En ciencia, dado un efecto podemos investigar su causa. Hay un sismo y buscamos el motivo: movimiento de placas, actividad volcánica… Pero la ausencia de un efecto es más difícil de determinar, porque son múltiples las razones por las cuales algo no pasa.

En los ensayos clínicos para autorizar las vacunas, la eficacia de estas se midió por la ausencia de contagios. El problema es que hay una infinidad de razones para que yo no me contagie. La más obvia es que no estuve en contacto con un virus y que, si lo estuve, este no se adhirió a mis mucosas ni se multiplicó en ellas. Puede ser que estuve en lugares en que no abundaba el patógeno, con gente no contagiada, me mantuve encerrado, no era una época en que afloraran los gérmenes, etc.

Las farmacéuticas inocularon voluntarios con dos dosis y una semana después de la segunda midieron los contagios con PCR, no por los síntomas.

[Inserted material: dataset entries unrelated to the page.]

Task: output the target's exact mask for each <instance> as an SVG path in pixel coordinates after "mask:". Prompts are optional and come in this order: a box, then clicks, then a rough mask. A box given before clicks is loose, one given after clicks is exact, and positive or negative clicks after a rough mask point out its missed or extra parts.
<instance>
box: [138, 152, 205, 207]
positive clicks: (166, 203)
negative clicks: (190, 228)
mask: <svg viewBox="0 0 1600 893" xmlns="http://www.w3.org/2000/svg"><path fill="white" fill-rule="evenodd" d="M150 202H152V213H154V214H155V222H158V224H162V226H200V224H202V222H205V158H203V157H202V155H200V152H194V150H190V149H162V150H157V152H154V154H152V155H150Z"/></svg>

Ya una prueba tan dudosa despierta suspicacias. Más dudas se desprenden del hecho de que una semana después de la segunda dosis todavía no se habían formado anticuerpos IgG, pero lo más importante es que la vacuna no era la única causa posible de que no hubiese contagio, sino que había muchas más. En el grupo testigo hubo más contagios, pero no sabemos si estuvo más expuesto al virus que el vacunado. Se supone que las condiciones eran las mismas, pero se pudo manipular la prueba fácilmente. Por ejemplo, vacunar a personas que vivían en lugares con pocos casos o que trabajaban a distancia y poner placebo a quienes tenían más posibilidades de contagio.

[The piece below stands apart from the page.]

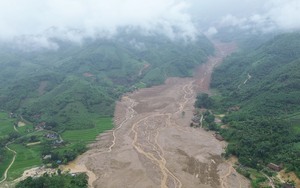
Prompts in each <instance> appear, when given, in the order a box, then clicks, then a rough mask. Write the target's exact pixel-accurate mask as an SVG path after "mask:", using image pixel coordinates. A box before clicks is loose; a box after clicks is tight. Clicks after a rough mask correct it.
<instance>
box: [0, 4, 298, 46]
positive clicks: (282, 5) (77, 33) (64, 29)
mask: <svg viewBox="0 0 300 188" xmlns="http://www.w3.org/2000/svg"><path fill="white" fill-rule="evenodd" d="M299 9H300V2H299V1H297V0H292V1H280V0H268V1H264V2H261V1H258V0H254V1H248V0H247V1H238V0H230V1H224V0H213V1H209V2H203V1H196V0H185V1H183V0H162V1H160V0H153V1H143V2H141V1H138V0H128V1H118V0H112V1H109V2H107V1H104V0H100V1H96V0H87V1H82V0H76V1H71V0H67V1H50V0H43V1H37V0H29V1H26V2H23V1H17V0H12V1H9V2H5V1H2V2H0V29H1V34H0V40H1V41H2V42H6V43H7V42H8V43H10V45H11V42H12V43H13V46H15V47H16V48H19V49H26V50H27V51H28V50H30V49H31V50H36V49H41V48H42V49H52V50H57V49H58V48H59V45H58V43H57V42H56V41H55V40H53V39H56V40H57V39H58V40H64V41H72V42H76V43H79V44H81V43H82V42H83V41H84V40H85V39H87V38H88V39H96V38H111V37H114V36H115V35H116V34H117V33H119V32H120V31H122V32H124V30H125V31H126V30H127V31H128V30H129V31H130V30H139V31H140V32H141V33H143V34H144V35H146V36H147V35H153V34H154V35H155V34H164V35H166V36H168V37H169V38H170V39H172V40H176V39H184V40H186V41H190V40H194V39H195V38H196V37H197V36H199V35H201V33H205V34H207V35H209V36H211V35H214V34H216V33H218V32H220V31H221V30H222V28H224V27H231V28H237V29H240V30H242V31H244V32H246V33H250V34H253V33H257V32H258V33H266V32H274V31H278V30H282V31H287V30H288V31H293V30H298V29H299V28H300V25H299V22H298V21H297V19H296V18H299V17H300V15H299V14H300V13H299V12H300V11H299ZM124 28H125V29H124Z"/></svg>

Para que pudiéramos determinar que una sustancia evita el contagio, deberíamos primero demostrar que las personas tuvieron contacto directo con el patógeno y que de alguna manera el fármaco evitó que el virus se adhiriera y multiplicara en su organismo. Una prueba de ese tipo jamás se hizo. Las actuales vacunas solo producen, si es que los producen, anticuerpos que reconocen la proteína espiga. Estos se encuentran en la sangre y no pueden impedir la entrada del patógeno ni que se multiplique en las células. Por eso es imposible que la vacuna proteja del contagio en un 95% como se quiso hacer creer.

Tras las declaraciones en el Parlamento Europeo de una ejecutiva de Pfizer, los virólogos nacionales se han desmarcado y aseguran que las vacunas no son un escudo que impida el contagio, que son un apagafuegos que evita la difusión del patógeno cuando está dentro de nosotros. Que la sustancia impide la enfermedad grave y la muerte. No se dan cuenta de que jamás se hicieron ensayos clínicos para determinar que eviten la enfermedad grave, pues ninguno de los voluntarios requirió hospitalización o murió. Pero tampoco quieren reconocer que la vacuna no es causa única que evita la gravedad, pues sin ella, el 98% de los enfermos de COVID no requiere hospitalización. Así que decir que estas sustancias han evitado miles de contagios y salvado miles de vidas es más propaganda que ciencia.